Economics for Kids
Summer is a great time for kids to pursue a different kind of learning. Economics, for example. For the most part, they don't teach this stuff in school, and when they do, it's usually about the glories of government management.
Economics is not to be neglected in education! The student either will either receive guidance or fall victim to fallacy.
Now, it's not the case that the sooner you read Human Action the better. Certainly levels of abstract reasoning require a certain age and maturity, and for books such as this, or Rothbard's Man, Economy, and State, college age is the right time.
But there is a way to teach economics in order to prepare kids for intellectual battle. They do need this education, for kids these days encounter soft-socialist reasoning in many aspects of life. They encounter massive environmentalist propaganda from an early age. Teachers and the media will tell them that their parents are evil for taking long showers, or shopping at Wal-Mart, or for failing to drive an electric car.
A great place to start is with an understanding of price movements. Kids (to say nothing of adults!) often notice gas prices rises and falling, for example. Why does this happen? Is it the greed of the gas-station owners at work?
For starters, we recommend Whatever Happened to Penny Candy $32, an easy but informative read by Richard Maybury. It comes with a helpful study guide. It explains supply, demand, and goes into some detail (always entertaining) about monetary inflation. This is the start of a good economics education that links up the cause and the effects of certain ubiquitous phenomena. It helps the child think through several stages of reasoning, and puts them way ahead of others in this respect. Everyone knows that kids love coins: this helps them understand how coins are depreciated by government and where paper money comes from.
For slightly older kids, the novel form serves as an excellent path to economic enlightenment. We can heartily recommend Henry Hazlitt's brilliant novel, Time Will Run Back $25 . The plot begins in a fully socialist society in which the new leader, who finds himself in that position only by accident, begins to rethink the economic basis of the system. He begins to wonder whether the economy is doing well at all, and how they might discover this. This sets the leadership on a path to thinking about prices and calculation, and the very meaning of productivity. Trading is introduced when the leadership can't see anything wrong with the idea of trading rationing tickets, and shortly markets appear, and everyone seems to be better off as a result. The whole socialist system unravels piece by piece, to the benefit of the whole society.
This novel is an excellent introduction to the problems of economic systems, and can be a great benefit to young people who are curious about the meaning of economic analysis. It is, in fact, suitable for all ages. And a good follow up to this book is a non-fiction work by Hazlitt, The Conquest of Poverty $20 , which deals directly with the whole question of how societies come to be poor or rich. The details about life before the age of capitalism are riveting, and show what a mistake it is to take wealth for granted (as people are wont to do).

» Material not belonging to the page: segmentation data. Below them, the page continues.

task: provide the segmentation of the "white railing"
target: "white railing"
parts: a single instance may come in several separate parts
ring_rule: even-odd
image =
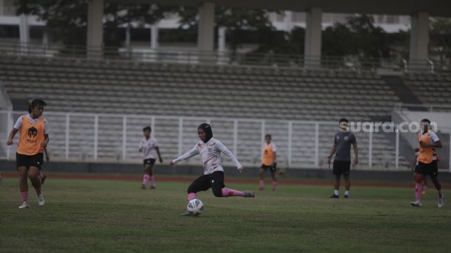
[[[6,147],[8,131],[24,112],[0,111],[0,158],[12,160],[15,144]],[[223,118],[193,118],[146,115],[93,114],[46,111],[50,124],[48,153],[52,160],[140,162],[138,144],[142,128],[152,127],[167,161],[191,149],[198,141],[197,127],[211,124],[213,135],[236,153],[244,166],[258,166],[265,135],[271,134],[277,145],[279,166],[289,168],[327,168],[327,157],[338,124],[334,122],[265,120]],[[359,169],[405,169],[399,145],[387,143],[380,133],[356,133]],[[394,135],[393,135],[394,138]],[[399,140],[399,137],[396,138]],[[17,143],[16,136],[15,143]],[[199,165],[199,158],[187,164]],[[230,164],[224,159],[225,164]]]
[[[441,104],[405,104],[396,103],[394,109],[398,111],[427,111],[429,112],[451,111],[451,105]]]

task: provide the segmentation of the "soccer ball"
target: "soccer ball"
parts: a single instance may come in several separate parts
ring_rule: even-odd
[[[199,215],[204,212],[204,204],[198,199],[193,199],[189,202],[186,207],[191,215]]]

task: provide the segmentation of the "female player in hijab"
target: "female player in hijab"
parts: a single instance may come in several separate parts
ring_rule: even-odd
[[[188,187],[188,201],[196,198],[196,193],[210,188],[216,197],[253,198],[255,196],[252,191],[242,191],[225,188],[224,169],[221,166],[221,152],[229,156],[240,174],[242,172],[243,167],[236,157],[220,140],[213,138],[211,126],[207,123],[201,124],[198,128],[198,134],[200,141],[186,153],[169,162],[169,165],[173,165],[195,155],[200,155],[204,164],[204,175],[195,180]],[[182,216],[189,215],[188,212],[182,214]]]

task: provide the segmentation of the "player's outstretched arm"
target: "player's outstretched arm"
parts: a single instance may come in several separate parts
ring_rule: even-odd
[[[189,158],[191,158],[195,155],[199,154],[199,149],[198,149],[198,145],[195,145],[194,147],[189,151],[185,153],[182,156],[177,158],[171,162],[169,162],[169,165],[173,165],[177,162],[182,162],[184,160],[186,160]]]

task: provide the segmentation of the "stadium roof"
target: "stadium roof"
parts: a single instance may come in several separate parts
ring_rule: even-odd
[[[209,1],[220,6],[304,12],[314,7],[323,12],[410,15],[426,12],[432,17],[451,17],[451,0],[111,0],[118,2],[199,6]]]

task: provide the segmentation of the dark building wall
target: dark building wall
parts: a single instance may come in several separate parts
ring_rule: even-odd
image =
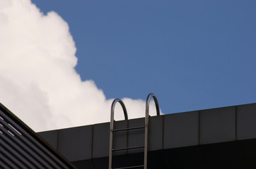
[[[144,118],[137,118],[117,121],[115,127],[144,124]],[[38,134],[78,168],[105,168],[108,163],[109,133],[110,123],[106,123]],[[210,165],[216,159],[215,163],[226,160],[228,161],[226,165],[233,161],[237,163],[235,166],[248,166],[250,163],[255,168],[256,165],[252,162],[256,161],[253,155],[256,154],[256,151],[256,151],[255,139],[256,104],[151,117],[149,168],[161,168],[153,166],[161,163],[165,168],[180,168],[187,163],[199,168],[211,168],[216,167]],[[144,130],[124,131],[114,135],[115,148],[139,146],[143,142]],[[136,163],[143,158],[142,151],[119,152],[115,154],[118,155],[115,161]]]

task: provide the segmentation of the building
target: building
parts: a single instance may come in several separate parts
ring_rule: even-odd
[[[18,150],[15,149],[22,145],[3,146],[4,144],[6,144],[4,135],[8,134],[9,138],[13,137],[8,130],[13,134],[15,130],[8,127],[11,120],[8,118],[6,121],[2,113],[8,112],[13,115],[3,105],[0,106],[1,117],[5,121],[1,119],[5,129],[0,126],[2,132],[0,133],[0,166],[5,168],[5,160],[13,158],[8,157],[7,153],[3,155],[3,151],[16,154]],[[25,137],[35,140],[26,142],[28,139],[21,139],[19,142],[28,146],[41,145],[40,147],[43,146],[51,154],[45,156],[57,158],[66,168],[71,168],[72,164],[77,168],[108,168],[110,123],[42,132],[37,133],[40,137],[18,119],[11,120],[11,125],[22,136],[28,135]],[[137,118],[117,121],[115,127],[143,125],[144,119]],[[143,129],[118,132],[114,136],[114,147],[143,144],[144,135]],[[140,165],[143,158],[143,149],[121,151],[114,154],[113,166]],[[256,104],[150,117],[148,168],[256,168]]]

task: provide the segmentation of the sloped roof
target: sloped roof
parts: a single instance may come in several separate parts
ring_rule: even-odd
[[[0,104],[1,168],[76,168]]]

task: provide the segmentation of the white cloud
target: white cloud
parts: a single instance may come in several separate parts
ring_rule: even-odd
[[[0,102],[37,132],[109,121],[113,99],[81,81],[76,50],[57,13],[45,15],[29,0],[1,0]],[[129,118],[144,115],[144,101],[123,101]]]

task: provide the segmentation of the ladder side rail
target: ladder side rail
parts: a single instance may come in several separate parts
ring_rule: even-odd
[[[111,105],[111,115],[110,115],[110,154],[109,154],[109,165],[108,168],[112,168],[112,149],[113,149],[113,130],[114,130],[114,111],[115,104],[119,102],[122,108],[124,115],[124,119],[128,120],[127,111],[125,108],[124,102],[120,99],[116,99],[113,101]]]
[[[146,98],[146,117],[145,117],[145,139],[144,139],[144,169],[147,168],[148,158],[148,138],[149,138],[149,104],[150,99],[153,97],[156,104],[156,115],[160,115],[159,104],[154,94],[150,93]]]

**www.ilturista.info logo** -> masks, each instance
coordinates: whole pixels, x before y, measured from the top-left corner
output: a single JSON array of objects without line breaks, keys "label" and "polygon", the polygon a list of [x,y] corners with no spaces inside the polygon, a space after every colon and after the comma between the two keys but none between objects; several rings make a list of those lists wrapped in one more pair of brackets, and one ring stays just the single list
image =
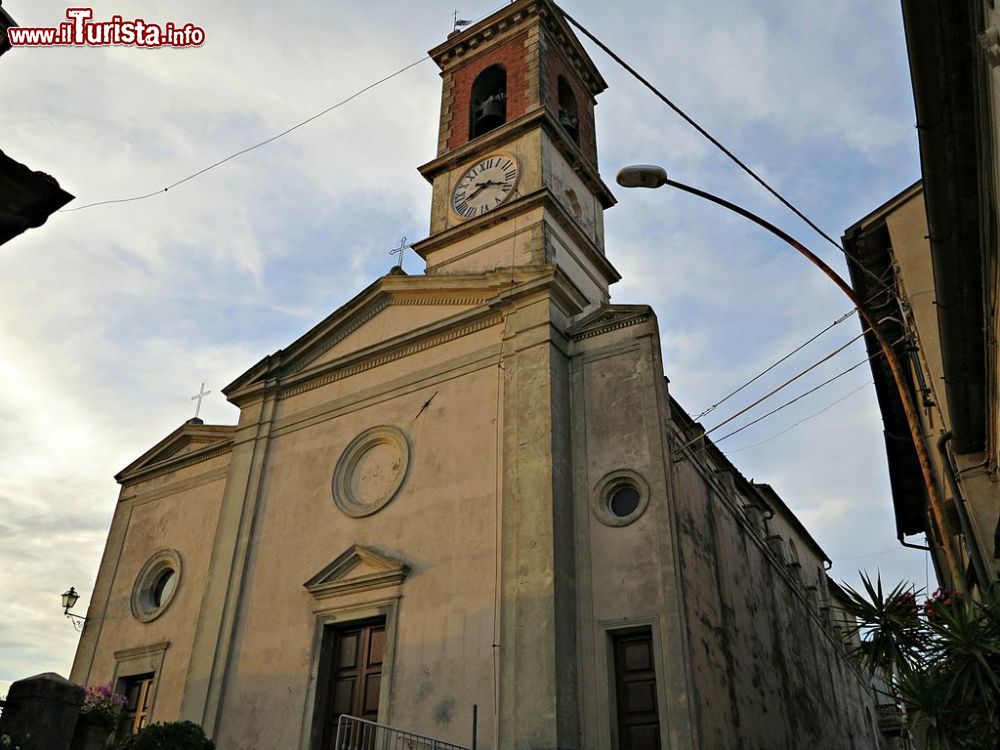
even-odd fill
[{"label": "www.ilturista.info logo", "polygon": [[141,18],[125,21],[94,21],[93,8],[67,8],[69,20],[58,26],[11,26],[7,38],[12,47],[200,47],[205,30],[193,23],[148,23]]}]

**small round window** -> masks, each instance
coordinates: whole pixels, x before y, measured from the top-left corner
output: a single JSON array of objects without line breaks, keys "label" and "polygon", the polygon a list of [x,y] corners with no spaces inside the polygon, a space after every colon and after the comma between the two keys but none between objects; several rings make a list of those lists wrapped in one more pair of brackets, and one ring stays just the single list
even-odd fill
[{"label": "small round window", "polygon": [[149,622],[170,604],[181,577],[181,557],[176,550],[161,550],[142,566],[132,587],[132,614]]},{"label": "small round window", "polygon": [[639,490],[630,484],[624,484],[611,493],[608,506],[618,518],[627,518],[635,513],[640,499]]},{"label": "small round window", "polygon": [[591,509],[608,526],[627,526],[649,504],[649,484],[637,472],[618,469],[605,474],[594,488]]}]

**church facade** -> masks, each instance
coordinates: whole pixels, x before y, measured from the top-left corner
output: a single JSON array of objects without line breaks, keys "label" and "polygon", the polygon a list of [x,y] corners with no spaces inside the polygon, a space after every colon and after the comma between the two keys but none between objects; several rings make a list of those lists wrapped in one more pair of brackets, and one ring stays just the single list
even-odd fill
[{"label": "church facade", "polygon": [[327,750],[875,748],[822,550],[674,402],[610,303],[595,97],[517,0],[442,71],[425,272],[375,280],[125,468],[73,666],[132,731]]}]

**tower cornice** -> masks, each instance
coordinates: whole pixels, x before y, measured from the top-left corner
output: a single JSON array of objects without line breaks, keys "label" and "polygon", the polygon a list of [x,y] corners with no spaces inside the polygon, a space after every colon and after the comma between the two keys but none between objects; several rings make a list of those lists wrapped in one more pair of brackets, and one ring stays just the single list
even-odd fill
[{"label": "tower cornice", "polygon": [[604,91],[608,84],[601,76],[580,40],[570,29],[559,7],[551,0],[518,0],[497,11],[465,31],[453,33],[427,54],[441,70],[460,64],[497,36],[522,26],[530,18],[539,19],[549,37],[576,68],[592,96]]},{"label": "tower cornice", "polygon": [[601,205],[604,208],[611,208],[611,206],[615,205],[618,201],[615,200],[611,189],[601,179],[597,167],[584,156],[580,147],[573,143],[569,136],[566,135],[566,131],[563,130],[562,126],[546,107],[536,107],[516,120],[512,120],[496,130],[491,130],[486,135],[479,136],[473,141],[469,141],[426,164],[422,164],[417,167],[417,171],[423,175],[424,179],[433,183],[434,178],[442,172],[459,167],[474,159],[478,154],[486,154],[498,149],[505,143],[528,132],[539,124],[552,137],[556,148],[566,157],[573,171],[580,176],[580,179],[598,197]]}]

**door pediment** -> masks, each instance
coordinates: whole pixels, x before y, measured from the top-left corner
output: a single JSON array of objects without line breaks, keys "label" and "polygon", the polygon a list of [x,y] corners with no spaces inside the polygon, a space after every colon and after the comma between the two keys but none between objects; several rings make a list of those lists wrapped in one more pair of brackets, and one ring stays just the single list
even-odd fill
[{"label": "door pediment", "polygon": [[317,599],[397,586],[410,568],[401,560],[354,544],[302,584]]}]

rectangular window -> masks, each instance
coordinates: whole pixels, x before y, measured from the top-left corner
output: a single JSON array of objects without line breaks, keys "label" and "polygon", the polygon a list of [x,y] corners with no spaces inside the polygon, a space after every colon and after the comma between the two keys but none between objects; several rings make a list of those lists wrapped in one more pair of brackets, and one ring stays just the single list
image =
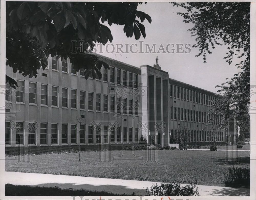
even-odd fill
[{"label": "rectangular window", "polygon": [[123,99],[123,113],[126,114],[127,113],[127,99]]},{"label": "rectangular window", "polygon": [[115,97],[110,96],[110,112],[115,112]]},{"label": "rectangular window", "polygon": [[134,74],[134,87],[136,88],[138,88],[138,74]]},{"label": "rectangular window", "polygon": [[77,91],[71,90],[71,108],[77,108]]},{"label": "rectangular window", "polygon": [[108,95],[103,95],[103,111],[108,112]]},{"label": "rectangular window", "polygon": [[58,125],[57,124],[51,124],[51,143],[58,143]]},{"label": "rectangular window", "polygon": [[117,142],[121,142],[121,126],[118,127],[117,128]]},{"label": "rectangular window", "polygon": [[57,56],[54,56],[51,58],[51,69],[53,70],[58,70],[58,62],[57,60]]},{"label": "rectangular window", "polygon": [[96,94],[96,110],[100,111],[101,110],[100,106],[101,101],[101,97],[100,94]]},{"label": "rectangular window", "polygon": [[123,142],[127,142],[127,127],[124,127],[124,130],[123,132]]},{"label": "rectangular window", "polygon": [[88,127],[88,143],[93,143],[93,129],[92,126]]},{"label": "rectangular window", "polygon": [[130,142],[133,142],[132,139],[132,127],[129,127],[129,141]]},{"label": "rectangular window", "polygon": [[93,93],[88,93],[88,109],[93,110]]},{"label": "rectangular window", "polygon": [[170,109],[170,114],[171,115],[171,119],[172,119],[173,118],[173,106],[171,106]]},{"label": "rectangular window", "polygon": [[126,71],[123,71],[123,85],[127,85],[126,79],[127,74]]},{"label": "rectangular window", "polygon": [[131,87],[132,86],[132,72],[128,73],[128,77],[129,78],[129,86]]},{"label": "rectangular window", "polygon": [[80,143],[85,143],[85,126],[80,125],[80,130],[79,131],[80,135]]},{"label": "rectangular window", "polygon": [[115,71],[113,67],[110,67],[110,83],[115,82]]},{"label": "rectangular window", "polygon": [[36,103],[36,84],[29,83],[28,102],[30,103]]},{"label": "rectangular window", "polygon": [[103,81],[108,82],[108,69],[103,69]]},{"label": "rectangular window", "polygon": [[58,106],[58,87],[51,86],[51,105]]},{"label": "rectangular window", "polygon": [[10,122],[5,122],[5,144],[11,144],[11,130]]},{"label": "rectangular window", "polygon": [[138,141],[138,128],[135,128],[134,129],[134,140],[135,142]]},{"label": "rectangular window", "polygon": [[16,93],[16,101],[24,103],[24,82],[17,80],[18,87]]},{"label": "rectangular window", "polygon": [[129,114],[130,115],[133,114],[132,112],[132,99],[129,100]]},{"label": "rectangular window", "polygon": [[68,60],[63,58],[62,59],[62,71],[68,72]]},{"label": "rectangular window", "polygon": [[47,85],[41,84],[41,104],[47,105]]},{"label": "rectangular window", "polygon": [[41,123],[40,127],[40,143],[47,144],[47,124]]},{"label": "rectangular window", "polygon": [[80,91],[80,109],[85,109],[85,92]]},{"label": "rectangular window", "polygon": [[[35,123],[28,123],[28,144],[36,144],[36,125]],[[40,134],[41,135],[41,134]]]},{"label": "rectangular window", "polygon": [[68,125],[61,126],[61,144],[68,143]]},{"label": "rectangular window", "polygon": [[121,70],[120,69],[116,69],[116,83],[120,84],[120,77],[121,77]]},{"label": "rectangular window", "polygon": [[68,89],[62,88],[62,94],[61,106],[68,108]]}]

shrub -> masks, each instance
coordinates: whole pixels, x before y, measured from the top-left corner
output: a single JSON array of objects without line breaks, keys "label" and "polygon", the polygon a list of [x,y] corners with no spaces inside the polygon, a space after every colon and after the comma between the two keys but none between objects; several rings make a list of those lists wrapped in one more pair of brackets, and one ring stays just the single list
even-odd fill
[{"label": "shrub", "polygon": [[212,151],[217,151],[217,147],[215,145],[211,145],[210,147],[210,150]]},{"label": "shrub", "polygon": [[230,187],[249,188],[250,169],[248,167],[232,167],[223,171],[226,180],[225,184]]},{"label": "shrub", "polygon": [[181,187],[179,183],[163,183],[146,188],[147,195],[149,196],[198,196],[198,188],[195,185],[186,185]]}]

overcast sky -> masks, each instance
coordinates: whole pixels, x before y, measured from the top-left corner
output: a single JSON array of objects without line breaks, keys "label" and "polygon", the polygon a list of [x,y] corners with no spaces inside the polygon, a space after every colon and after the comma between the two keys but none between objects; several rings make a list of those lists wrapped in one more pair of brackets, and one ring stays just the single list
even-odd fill
[{"label": "overcast sky", "polygon": [[[216,46],[212,50],[212,54],[207,55],[206,64],[203,62],[202,57],[196,57],[199,51],[198,49],[192,48],[195,44],[195,37],[191,37],[190,33],[187,31],[193,27],[192,24],[183,22],[184,19],[177,15],[177,12],[183,11],[181,8],[168,2],[148,2],[139,5],[138,10],[143,11],[151,17],[152,22],[149,23],[145,20],[143,24],[145,26],[146,37],[142,36],[138,41],[143,41],[143,51],[146,51],[145,44],[148,44],[150,47],[156,44],[156,51],[158,51],[161,44],[165,48],[168,44],[174,44],[175,47],[177,44],[191,44],[191,50],[189,53],[164,53],[162,51],[159,53],[128,54],[120,53],[108,53],[103,48],[102,55],[118,60],[139,67],[141,65],[148,64],[151,66],[156,63],[155,59],[158,56],[158,63],[162,69],[169,73],[169,77],[177,80],[190,84],[209,91],[216,92],[218,90],[215,86],[225,82],[226,78],[233,76],[239,71],[235,64],[238,60],[234,60],[233,63],[229,65],[223,59],[228,50],[227,47]],[[132,38],[127,38],[123,31],[123,26],[113,24],[109,26],[113,37],[112,43],[124,44],[140,43],[136,41],[134,35]],[[124,46],[124,45],[123,45]],[[172,46],[169,46],[169,52],[171,52]],[[112,50],[111,46],[108,47],[109,52]],[[125,48],[123,48],[125,51]],[[134,45],[133,50],[138,50]],[[183,50],[188,51],[184,47]],[[176,52],[177,50],[176,50]],[[165,51],[166,52],[166,51]]]}]

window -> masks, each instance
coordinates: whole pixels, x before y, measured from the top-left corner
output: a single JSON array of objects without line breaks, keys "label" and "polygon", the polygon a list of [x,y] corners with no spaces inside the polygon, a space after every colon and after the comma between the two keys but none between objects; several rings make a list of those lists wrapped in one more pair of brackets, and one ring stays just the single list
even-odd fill
[{"label": "window", "polygon": [[134,74],[134,87],[136,88],[138,88],[138,74]]},{"label": "window", "polygon": [[110,112],[115,112],[115,97],[110,96]]},{"label": "window", "polygon": [[88,109],[93,110],[93,92],[88,93]]},{"label": "window", "polygon": [[53,70],[58,70],[57,57],[54,56],[51,58],[51,69]]},{"label": "window", "polygon": [[77,108],[77,91],[71,90],[71,108]]},{"label": "window", "polygon": [[5,144],[11,144],[11,131],[10,122],[5,122]]},{"label": "window", "polygon": [[51,124],[51,143],[58,143],[58,125],[57,124]]},{"label": "window", "polygon": [[110,83],[115,82],[115,72],[113,67],[110,67]]},{"label": "window", "polygon": [[116,83],[120,84],[120,77],[121,77],[121,70],[120,69],[116,69]]},{"label": "window", "polygon": [[61,143],[68,143],[68,125],[62,124],[61,126]]},{"label": "window", "polygon": [[35,123],[28,123],[28,144],[36,144],[36,132],[37,125]]},{"label": "window", "polygon": [[129,86],[131,87],[132,86],[132,72],[128,73],[128,77],[129,78]]},{"label": "window", "polygon": [[96,94],[96,110],[100,111],[100,104],[101,102],[101,97],[100,94]]},{"label": "window", "polygon": [[68,72],[68,60],[63,58],[62,59],[62,71]]},{"label": "window", "polygon": [[15,144],[24,144],[23,122],[16,122],[14,127],[15,129]]},{"label": "window", "polygon": [[133,142],[132,139],[132,127],[130,127],[129,128],[129,141],[130,142]]},{"label": "window", "polygon": [[138,128],[134,129],[134,141],[137,142],[138,140]]},{"label": "window", "polygon": [[103,111],[108,112],[108,95],[103,95]]},{"label": "window", "polygon": [[77,143],[77,125],[71,125],[71,144]]},{"label": "window", "polygon": [[126,114],[127,113],[127,99],[123,99],[123,113]]},{"label": "window", "polygon": [[126,76],[127,74],[126,71],[123,71],[123,85],[126,85]]},{"label": "window", "polygon": [[85,92],[80,91],[80,109],[85,109]]},{"label": "window", "polygon": [[58,87],[51,86],[51,105],[58,106]]},{"label": "window", "polygon": [[123,138],[124,142],[127,142],[127,127],[124,127],[124,131],[123,132]]},{"label": "window", "polygon": [[117,98],[116,108],[118,113],[121,113],[121,98],[120,97]]},{"label": "window", "polygon": [[36,103],[36,84],[29,83],[28,102],[30,103]]},{"label": "window", "polygon": [[41,84],[41,104],[47,105],[47,85]]},{"label": "window", "polygon": [[171,106],[170,109],[170,113],[171,114],[171,119],[172,119],[173,118],[173,106]]},{"label": "window", "polygon": [[85,143],[85,129],[84,125],[80,125],[79,135],[80,135],[80,143]]},{"label": "window", "polygon": [[41,123],[40,126],[40,143],[47,144],[47,124]]},{"label": "window", "polygon": [[121,126],[120,126],[117,128],[117,137],[116,139],[117,139],[117,142],[121,142]]},{"label": "window", "polygon": [[93,130],[92,126],[89,126],[88,127],[88,143],[93,143]]},{"label": "window", "polygon": [[76,70],[75,65],[73,64],[71,65],[71,73],[74,74],[77,74],[77,71]]},{"label": "window", "polygon": [[103,69],[103,81],[108,82],[108,69]]},{"label": "window", "polygon": [[18,87],[16,93],[16,101],[24,103],[24,82],[17,80]]},{"label": "window", "polygon": [[130,115],[132,115],[133,114],[132,105],[132,99],[129,99],[129,114]]}]

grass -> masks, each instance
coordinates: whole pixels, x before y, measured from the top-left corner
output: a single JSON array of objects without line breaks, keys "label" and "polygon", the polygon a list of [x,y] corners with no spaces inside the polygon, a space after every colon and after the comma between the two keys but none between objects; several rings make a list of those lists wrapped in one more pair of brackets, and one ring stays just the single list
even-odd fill
[{"label": "grass", "polygon": [[[80,162],[78,161],[79,156],[77,153],[30,156],[31,162],[38,165],[37,168],[11,167],[11,165],[17,163],[18,157],[16,156],[15,160],[6,160],[6,170],[32,173],[225,186],[225,180],[223,172],[227,170],[227,168],[220,168],[218,165],[224,164],[222,166],[230,167],[244,167],[246,165],[248,166],[249,164],[249,160],[239,159],[238,163],[225,163],[226,152],[224,151],[162,150],[157,151],[158,161],[159,163],[165,165],[165,167],[150,167],[155,166],[156,163],[154,163],[145,164],[145,166],[148,167],[138,167],[138,165],[145,162],[145,151],[115,151],[109,152],[111,153],[112,163],[119,165],[118,167],[91,167],[91,165],[99,162],[99,152],[81,152]],[[123,158],[136,158],[136,156],[142,156],[143,159],[113,159],[113,157],[121,156],[123,153],[124,154],[122,157]],[[247,156],[250,155],[249,151],[239,151],[237,153],[239,158]],[[8,157],[6,158],[10,159]]]},{"label": "grass", "polygon": [[[120,195],[104,191],[88,190],[80,189],[73,190],[53,187],[16,185],[11,184],[5,185],[5,196],[105,196]],[[122,196],[130,196],[131,194],[122,194]],[[135,194],[132,195],[134,196]]]}]

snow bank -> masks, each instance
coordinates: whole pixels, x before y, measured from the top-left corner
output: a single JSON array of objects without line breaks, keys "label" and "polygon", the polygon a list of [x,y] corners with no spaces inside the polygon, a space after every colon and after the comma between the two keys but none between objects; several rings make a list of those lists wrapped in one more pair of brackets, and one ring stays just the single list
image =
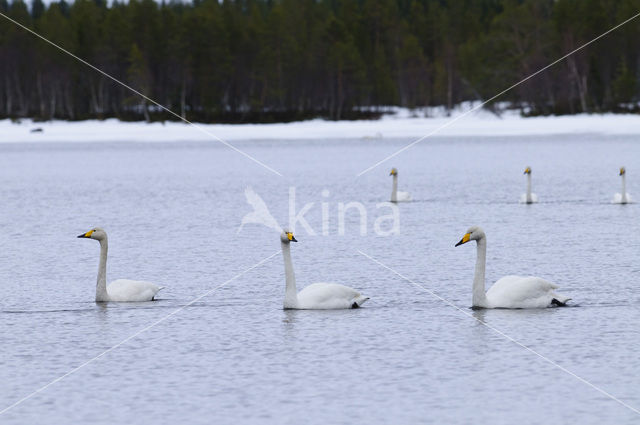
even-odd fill
[{"label": "snow bank", "polygon": [[[81,122],[0,121],[1,142],[174,142],[250,139],[419,138],[434,136],[536,136],[551,134],[640,135],[640,115],[581,114],[522,118],[517,112],[500,117],[485,110],[463,115],[461,106],[450,117],[437,109],[387,109],[380,120],[325,121],[279,124],[196,124],[179,122],[127,123],[115,119]],[[435,115],[435,117],[434,117]],[[455,120],[455,122],[452,122]],[[445,126],[438,130],[440,127]],[[33,132],[35,129],[42,131]]]}]

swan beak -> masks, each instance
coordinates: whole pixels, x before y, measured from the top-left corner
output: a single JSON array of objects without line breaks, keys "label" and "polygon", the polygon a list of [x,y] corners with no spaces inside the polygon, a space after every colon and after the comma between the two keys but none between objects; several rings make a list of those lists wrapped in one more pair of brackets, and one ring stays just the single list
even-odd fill
[{"label": "swan beak", "polygon": [[456,244],[456,246],[458,246],[458,245],[462,245],[463,243],[467,243],[467,242],[469,242],[469,238],[470,238],[470,237],[471,237],[471,234],[470,234],[470,233],[467,233],[466,235],[464,235],[464,236],[462,237],[462,239],[460,239],[460,242],[458,242],[458,243]]}]

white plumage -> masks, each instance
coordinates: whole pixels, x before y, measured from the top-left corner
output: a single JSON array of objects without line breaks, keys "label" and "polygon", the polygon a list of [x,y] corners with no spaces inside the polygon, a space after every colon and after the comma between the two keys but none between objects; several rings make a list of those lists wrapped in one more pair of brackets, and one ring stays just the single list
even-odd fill
[{"label": "white plumage", "polygon": [[520,203],[535,204],[538,202],[538,195],[531,192],[531,167],[527,167],[524,170],[524,174],[527,175],[527,193],[520,195]]},{"label": "white plumage", "polygon": [[139,302],[153,301],[163,286],[140,280],[118,279],[107,286],[107,251],[109,243],[107,232],[100,227],[83,233],[79,238],[95,239],[100,242],[100,265],[96,283],[96,302]]},{"label": "white plumage", "polygon": [[280,235],[286,289],[284,308],[297,310],[334,310],[358,308],[369,299],[353,288],[337,283],[313,283],[302,291],[296,289],[296,278],[291,263],[291,242],[297,242],[293,233],[284,230]]},{"label": "white plumage", "polygon": [[473,279],[474,307],[481,308],[546,308],[562,306],[570,298],[555,292],[558,286],[535,276],[505,276],[499,279],[485,293],[485,268],[487,259],[487,239],[484,231],[477,226],[469,228],[456,244],[462,245],[475,240],[478,257]]},{"label": "white plumage", "polygon": [[622,178],[622,191],[613,195],[614,204],[630,204],[631,195],[627,193],[627,170],[620,167],[620,177]]},{"label": "white plumage", "polygon": [[395,168],[392,168],[389,175],[393,176],[393,187],[391,189],[391,202],[410,202],[411,194],[409,192],[398,191],[398,170],[396,170]]}]

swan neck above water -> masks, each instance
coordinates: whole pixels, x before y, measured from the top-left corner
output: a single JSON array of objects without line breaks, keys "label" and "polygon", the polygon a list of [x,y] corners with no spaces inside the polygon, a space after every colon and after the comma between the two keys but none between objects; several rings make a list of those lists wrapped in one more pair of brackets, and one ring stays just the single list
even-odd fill
[{"label": "swan neck above water", "polygon": [[391,189],[391,202],[398,200],[398,175],[393,175],[393,189]]},{"label": "swan neck above water", "polygon": [[109,243],[107,238],[100,240],[100,265],[98,266],[98,281],[96,283],[96,301],[109,301],[107,293],[107,251]]},{"label": "swan neck above water", "polygon": [[487,294],[484,290],[484,272],[487,265],[487,239],[482,237],[477,241],[478,256],[476,258],[476,272],[473,278],[474,307],[487,307]]},{"label": "swan neck above water", "polygon": [[281,242],[282,257],[284,258],[284,275],[287,284],[284,292],[284,308],[295,308],[298,305],[298,290],[296,289],[296,277],[291,263],[291,244]]}]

Another good series here, meant particularly for junior and early high school, is by Bettina Greaves: Free Market Economics: A Syllabus $21 and Free Market Economics: A Reader $22. Both were commissioned back in the 1970s by Leonard Reed. He pushed hard to get these finished so that a solid economics education could be available in an accessible format for young people. They worked remarkably well, even to the point of educating a whole generation. We've brought them back for modern readers in a large format. They will provide a full year of study for a young person, and introduce nearly all fields within the discipline. They also expose the reader to a wide range of top-quality literature.
Finally, for the student preparing for college, we draw your attention to An Introduction to Economic Reasoning $15 , by David Gordon. It teaches the intelligent young reader how to think about economic problems in a manner consistent with the Austrian School tradition. Its chapters on action, preference, demand and supply, value theory, money, and price controls emphasize deductive logic, the market process, and the failures of government intervention.
As the only text of its kind, this book is engaging, funny, filled with examples, and never talks down to the student. It is perfect for homeschoolers, but every student, young or old, will benefit from it. Indeed, a student familiar with its contents will be fully prepared to see through the fallacies of the introductory economics texts used at the college level.
This summer is a great time to begin a solid economic education!